Marius Becker/picture alliance
Stephan Mayer CSU hatte seine Gefühle nicht im Griff Foto Marius Beckerpicture alliance

Der Spitzenpolitiker Stephan Mayer stürzte, weil er nicht in der Lage war, seine Gefühle zu regulieren. Machtmensch Mayer gehörte zum Inner Circle seiner Partei und hielt sich für unangreifbar. Traumkarriere: Bundestagsabgeordneter, Parlamentarischer Staatssekretär im Bundesinnenministerium, schließlich CSU-Generalsekretär. Nach nur zwei Monaten musste er als CSU-General zurücktreten, weil er einem „Bunte“-Reporter am Telefon mit der „Vernichtung“ gedroht hatte – ein unverzeihlicher Fehler. Bereits davor waren seine Ausraster im politischen Berlin Tuschelthema: Mal beschimpfte er einen Facebook-User („Und du kannst dir sicher sein. Mit dir werd‘ ich noch allein fertig und brauch keinen Anwalt. Da bin ich schon mit anderen Kalibern fertig geworden.“), mal schrieb er einer „Spiegel“-Reporterin („Ich werde Sie mit allen legalen Mitteln verfolgen. Sie sind eine der schlechtesten Journalisten, die ich je kennenlernen musste.“), mal wollte er fluchend die Berichterstattung über seinen Raser-Unfall verhindern. Stephan Mayer hätte die Zukunft gehört, vielleicht wäre er irgendwann sogar zum Bundesinnenminister aufgestiegen.

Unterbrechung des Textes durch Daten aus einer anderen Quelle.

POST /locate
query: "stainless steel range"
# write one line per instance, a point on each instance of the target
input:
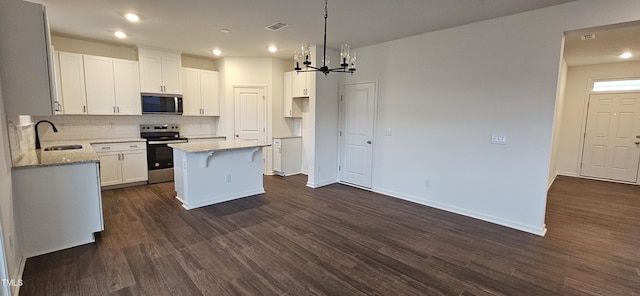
(159, 155)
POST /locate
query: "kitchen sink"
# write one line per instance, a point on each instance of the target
(63, 147)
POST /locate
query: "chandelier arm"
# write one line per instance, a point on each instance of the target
(324, 53)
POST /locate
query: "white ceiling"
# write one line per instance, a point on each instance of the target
(609, 43)
(193, 26)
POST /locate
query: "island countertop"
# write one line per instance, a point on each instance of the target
(216, 146)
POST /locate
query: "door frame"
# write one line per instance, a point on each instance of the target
(341, 122)
(267, 151)
(583, 130)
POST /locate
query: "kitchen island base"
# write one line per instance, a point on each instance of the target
(206, 175)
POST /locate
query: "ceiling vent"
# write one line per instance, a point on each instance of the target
(276, 26)
(588, 37)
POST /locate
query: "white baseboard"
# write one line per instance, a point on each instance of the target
(15, 290)
(320, 184)
(541, 230)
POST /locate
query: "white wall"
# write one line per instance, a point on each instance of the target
(575, 109)
(445, 93)
(12, 253)
(323, 119)
(557, 122)
(253, 72)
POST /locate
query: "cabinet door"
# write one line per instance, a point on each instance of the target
(171, 74)
(127, 87)
(72, 89)
(150, 73)
(134, 166)
(110, 169)
(299, 84)
(287, 98)
(98, 75)
(277, 155)
(209, 86)
(191, 104)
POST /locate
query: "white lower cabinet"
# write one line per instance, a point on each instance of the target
(59, 207)
(287, 155)
(122, 163)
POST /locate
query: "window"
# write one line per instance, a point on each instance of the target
(616, 85)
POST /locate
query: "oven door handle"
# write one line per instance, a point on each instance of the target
(166, 142)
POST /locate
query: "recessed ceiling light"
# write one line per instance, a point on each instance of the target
(626, 55)
(132, 17)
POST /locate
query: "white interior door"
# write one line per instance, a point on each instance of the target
(249, 107)
(358, 114)
(612, 137)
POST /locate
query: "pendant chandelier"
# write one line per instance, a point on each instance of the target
(303, 57)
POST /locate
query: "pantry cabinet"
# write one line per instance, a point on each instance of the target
(301, 83)
(27, 72)
(122, 163)
(287, 155)
(200, 92)
(290, 104)
(160, 71)
(73, 98)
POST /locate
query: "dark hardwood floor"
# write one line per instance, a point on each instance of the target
(339, 240)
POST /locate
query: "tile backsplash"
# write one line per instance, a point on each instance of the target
(100, 127)
(78, 127)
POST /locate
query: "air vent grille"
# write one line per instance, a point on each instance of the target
(588, 37)
(276, 26)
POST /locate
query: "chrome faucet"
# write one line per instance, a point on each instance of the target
(55, 130)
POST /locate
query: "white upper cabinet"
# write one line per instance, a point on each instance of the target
(73, 97)
(291, 107)
(126, 79)
(200, 92)
(112, 86)
(210, 92)
(98, 75)
(27, 73)
(300, 83)
(159, 71)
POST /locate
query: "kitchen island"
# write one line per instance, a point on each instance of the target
(207, 173)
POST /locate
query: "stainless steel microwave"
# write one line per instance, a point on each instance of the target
(161, 104)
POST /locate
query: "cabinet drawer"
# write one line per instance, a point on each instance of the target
(124, 146)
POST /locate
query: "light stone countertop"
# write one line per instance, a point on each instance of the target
(41, 158)
(287, 137)
(216, 146)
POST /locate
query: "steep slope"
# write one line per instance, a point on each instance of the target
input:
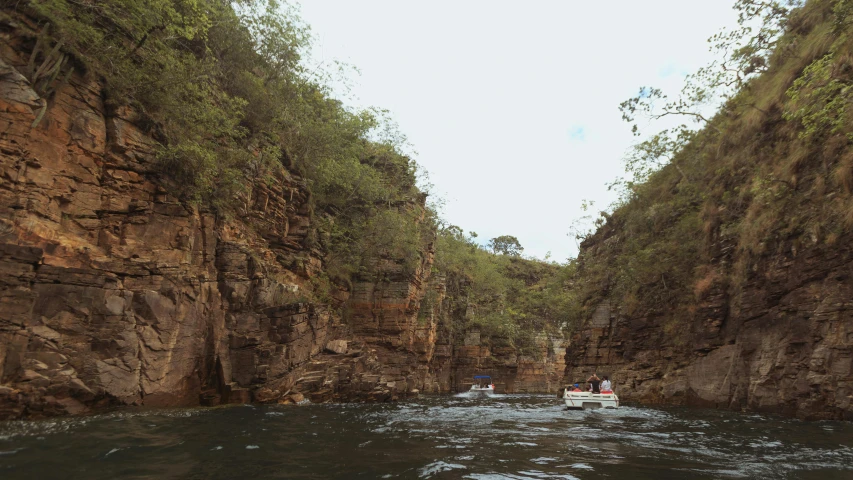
(725, 280)
(115, 289)
(228, 237)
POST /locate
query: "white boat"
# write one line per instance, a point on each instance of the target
(482, 384)
(589, 400)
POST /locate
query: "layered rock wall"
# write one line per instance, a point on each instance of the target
(112, 291)
(783, 343)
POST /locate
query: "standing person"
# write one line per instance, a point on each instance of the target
(594, 381)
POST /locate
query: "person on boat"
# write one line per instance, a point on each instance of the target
(594, 382)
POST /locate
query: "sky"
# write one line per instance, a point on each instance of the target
(512, 107)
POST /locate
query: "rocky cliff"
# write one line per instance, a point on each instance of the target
(725, 281)
(114, 291)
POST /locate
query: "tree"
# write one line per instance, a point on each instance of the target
(743, 53)
(506, 245)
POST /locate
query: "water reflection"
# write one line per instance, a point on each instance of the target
(501, 437)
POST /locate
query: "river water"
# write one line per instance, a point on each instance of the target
(502, 437)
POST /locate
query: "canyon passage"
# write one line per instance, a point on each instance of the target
(210, 266)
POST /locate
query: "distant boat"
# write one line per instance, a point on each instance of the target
(590, 401)
(483, 384)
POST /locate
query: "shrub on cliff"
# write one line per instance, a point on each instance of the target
(222, 86)
(507, 298)
(768, 174)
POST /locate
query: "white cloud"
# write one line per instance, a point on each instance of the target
(486, 91)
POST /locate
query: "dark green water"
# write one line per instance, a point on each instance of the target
(504, 437)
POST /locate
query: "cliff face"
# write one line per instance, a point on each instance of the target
(787, 349)
(726, 280)
(114, 292)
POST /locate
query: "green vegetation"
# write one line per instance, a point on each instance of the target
(507, 298)
(223, 87)
(703, 211)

Nun ist er ein Mann der Vergangenheit, Hinterbänkler im Bundestag. Auslaufmodell mit 49 Jahren.

Die Berliner Historikerin Ute Frevert vom Max-Planck-Institut für Bildungsforschung untersucht seit Jahren wissenschaftlich, welche Bedeutung Gefühle in der Politik einnehmen. In einem Artikel ihres Instituts wird sie zitiert: „Wer wissen will, wie es kommt, dass sich Menschen vergesellschaften, dass sie gemeinsame Ziele entwickeln und verfolgen, dass sie sich aber auch wieder entzweien, getrennte Wege gehen, sich verfeinden und einander Schaden zufügen, kann Gefühle und deren Gestaltungskraft nicht geringschätzen.“ Emotionen wie Angst, Wut, Hass, Hoffnung, Vertrauen und Mitleid müssten in die Analysen einbezogen werden.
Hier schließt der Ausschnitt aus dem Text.